While we often think of cranberries as an ingredient in cranberry sauce or fall and winter baked goods, you can eat fresh, raw cranberries. Cranberries have numerous health benefits, including a high concentration of antioxidants. Use raw cranberries in a variety of foods to add a tart, fresh flavor to salads, relishes and other dishes.
Fresh, raw cranberries retain all of their phytochemicals and antioxidant properties. Heat, processing and storage all reduce antioxidant levels, according to Marian Burros, author of "Eating Well; Another Reason to Eat Cranberries," published in the New York Times. Cranberries may protect against urinary tract infections, have antiviral properties, and even help prevent cancer and heart attacks. Including raw cranberries in your diet is one of the best ways to take advantage of all the tiny berry has to offer.
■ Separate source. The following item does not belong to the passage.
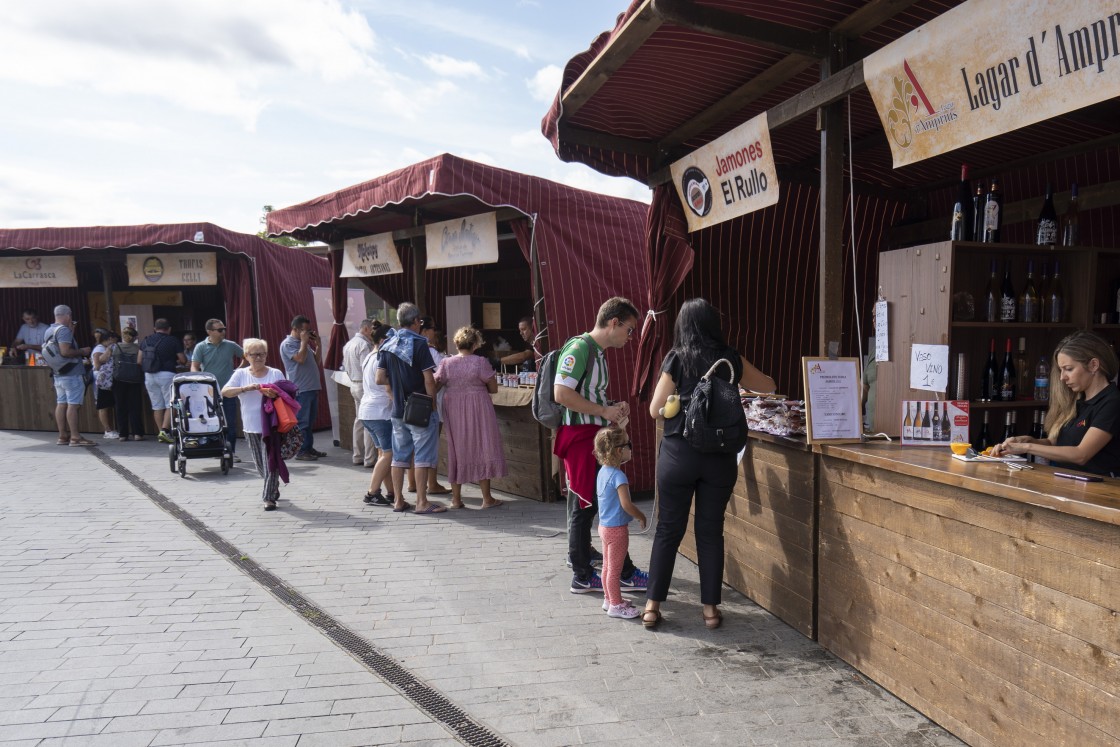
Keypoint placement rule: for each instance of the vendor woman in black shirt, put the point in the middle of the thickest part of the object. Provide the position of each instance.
(1083, 419)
During the fall, bags of bright red berries appear on store shelves. The cultivated cranberry is plumper than its wild counterpart. Wild cranberries and European varieties are smaller than the berry grown in Canada and the northern United States. The inner flesh of the berry is pale and you may even find white cranberries available at times; however, deeper red berries have higher antioxidant levels.
You can use raw cranberries to add a tart flavor to fresh relishes and salads, or sweeten them to reduce their natural sour taste. Try making a tasty relish by combining fresh cranberries, apple, orange and sugar. Add pecans, Grand Marnier or maple syrup if desired. Process together in a meat grinder or food processor. Serve with turkey, or even as a spread on biscuits, pancakes or scones.
Cranberries are too tart for most people to want to eat them out of hand, but you can sweeten them and use them along with other fruits in a fruit salad or toss a handful into a lightly sweetened smoothie. Chop cranberries and toss with sugar, then allow to macerate briefly if you would prefer a sweeter taste. Try stirring sweetened raw cranberries into yogurt for a healthy breakfast or even tossing a few on top of your morning cereal.
While most of us are used to cooked cranberries, integrating raw berries into your diet is an ideal way to increase your intake of valuable antioxidants. The alternative is 100 percent cranberry juice; however, most people find it unpalatable. Experiment with cranberry spreads and relishes or using sweetened fresh cranberries in your foods. If you prefer to avoid sugar, try sweetening your berries with natural agave syrup, stevia or an artificial sweetener.